Improving trade ties between the United States and Africa took a big step forward with the first meeting of the President’s Advisory Council on Doing Business in Africa (PAC-DBIA).
“Our gathering today is part of the administration’s effort to write the next paragraphs in what President Obama called a ‘new chapter in U.S.-Africa relations,’” Secretary of Commerce Penny Pritzker said April 8.
The meeting builds on the August 2014 U.S.-Africa Business Forum, when U.S. companies pledged more than $14 billion of investments in African markets. Obama established the PAC-DBIA in 2014 during the first U.S.-Africa Leaders Summit.
The PAC-DBIA meeting focused on:
- Mobilizing capital: Robust capital markets are essential for any nation to attract long-term investment.
- Improving supply-chain efficiency: Ensuring easy movement of imports and exports helps reduce cost, increase trade efficiency and boost government revenues.

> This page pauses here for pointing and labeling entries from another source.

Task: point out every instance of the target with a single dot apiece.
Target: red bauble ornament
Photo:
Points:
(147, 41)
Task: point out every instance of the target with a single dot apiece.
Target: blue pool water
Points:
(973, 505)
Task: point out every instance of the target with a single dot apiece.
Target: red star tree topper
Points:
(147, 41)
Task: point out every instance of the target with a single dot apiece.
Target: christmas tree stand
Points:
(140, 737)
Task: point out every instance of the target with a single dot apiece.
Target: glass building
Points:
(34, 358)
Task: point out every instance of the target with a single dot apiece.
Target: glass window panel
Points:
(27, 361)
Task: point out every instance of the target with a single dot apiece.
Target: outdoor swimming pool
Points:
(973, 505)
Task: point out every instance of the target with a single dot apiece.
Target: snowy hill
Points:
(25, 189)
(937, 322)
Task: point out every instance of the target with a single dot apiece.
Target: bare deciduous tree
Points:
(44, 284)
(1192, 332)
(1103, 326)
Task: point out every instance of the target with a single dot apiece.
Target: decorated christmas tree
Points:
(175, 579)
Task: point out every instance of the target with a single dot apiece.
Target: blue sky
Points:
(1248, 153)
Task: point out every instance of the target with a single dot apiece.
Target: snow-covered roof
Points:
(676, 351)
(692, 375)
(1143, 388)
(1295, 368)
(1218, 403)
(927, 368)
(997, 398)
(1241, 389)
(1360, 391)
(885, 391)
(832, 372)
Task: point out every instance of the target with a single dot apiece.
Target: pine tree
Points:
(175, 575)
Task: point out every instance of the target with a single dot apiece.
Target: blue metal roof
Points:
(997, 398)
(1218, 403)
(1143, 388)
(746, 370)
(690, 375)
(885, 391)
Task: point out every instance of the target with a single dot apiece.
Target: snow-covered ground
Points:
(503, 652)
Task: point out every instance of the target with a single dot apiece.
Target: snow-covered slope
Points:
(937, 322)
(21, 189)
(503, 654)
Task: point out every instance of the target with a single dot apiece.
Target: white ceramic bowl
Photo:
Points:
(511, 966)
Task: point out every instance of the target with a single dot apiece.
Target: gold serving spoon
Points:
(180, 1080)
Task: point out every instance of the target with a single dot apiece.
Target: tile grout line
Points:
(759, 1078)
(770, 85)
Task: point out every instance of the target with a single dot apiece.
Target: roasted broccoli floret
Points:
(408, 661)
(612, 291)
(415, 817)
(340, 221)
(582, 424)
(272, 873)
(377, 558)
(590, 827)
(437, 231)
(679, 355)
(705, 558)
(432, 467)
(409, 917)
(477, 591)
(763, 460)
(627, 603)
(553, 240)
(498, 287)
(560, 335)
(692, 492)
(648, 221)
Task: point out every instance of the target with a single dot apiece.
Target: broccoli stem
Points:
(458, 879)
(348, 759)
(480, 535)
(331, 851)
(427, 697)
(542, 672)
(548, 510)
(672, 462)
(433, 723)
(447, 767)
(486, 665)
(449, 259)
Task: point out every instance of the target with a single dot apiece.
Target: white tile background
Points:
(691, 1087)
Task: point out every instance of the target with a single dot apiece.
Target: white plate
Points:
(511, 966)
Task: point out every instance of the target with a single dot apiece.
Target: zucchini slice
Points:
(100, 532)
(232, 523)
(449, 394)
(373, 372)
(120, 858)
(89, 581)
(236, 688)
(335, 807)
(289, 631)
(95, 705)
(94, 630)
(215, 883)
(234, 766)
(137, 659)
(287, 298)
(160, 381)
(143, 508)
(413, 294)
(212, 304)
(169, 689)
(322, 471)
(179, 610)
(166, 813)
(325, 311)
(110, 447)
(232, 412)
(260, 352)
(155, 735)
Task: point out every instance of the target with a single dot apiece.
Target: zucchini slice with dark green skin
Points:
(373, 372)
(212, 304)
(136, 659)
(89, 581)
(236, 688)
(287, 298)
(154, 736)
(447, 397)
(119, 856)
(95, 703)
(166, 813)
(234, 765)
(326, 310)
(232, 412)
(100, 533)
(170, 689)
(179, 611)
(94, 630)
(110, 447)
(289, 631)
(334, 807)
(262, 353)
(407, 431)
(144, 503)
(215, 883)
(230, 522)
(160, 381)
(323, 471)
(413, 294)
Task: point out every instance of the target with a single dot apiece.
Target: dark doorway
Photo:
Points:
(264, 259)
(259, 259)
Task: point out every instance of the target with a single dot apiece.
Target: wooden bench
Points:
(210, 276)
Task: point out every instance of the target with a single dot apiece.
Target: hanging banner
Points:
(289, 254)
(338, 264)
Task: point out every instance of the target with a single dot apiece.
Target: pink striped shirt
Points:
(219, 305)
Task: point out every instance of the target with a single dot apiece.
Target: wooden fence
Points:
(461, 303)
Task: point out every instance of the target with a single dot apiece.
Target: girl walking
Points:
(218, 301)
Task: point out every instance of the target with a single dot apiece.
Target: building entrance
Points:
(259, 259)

- Building infrastructure: The President’s Advisory Council recommends the creation of a U.S.-Africa Infrastructure Center to identify, assess and prioritize African infrastructure projects.
The African Growth and Opportunity Act (AGOA) allows qualifying African countries to export thousands of goods and products to the United States duty-free. Since 2001, AGOA has helped create 350,000 African jobs and boosted trade between Africa and the United States by 53 percent.
Thanks to AGOA, Americans can enjoy barbecue sauce from Kenya, drink fine wines from South Africa, and wear lab coats from Ghana — just a few of the many African goods and products available to American consumers and helping build African economies.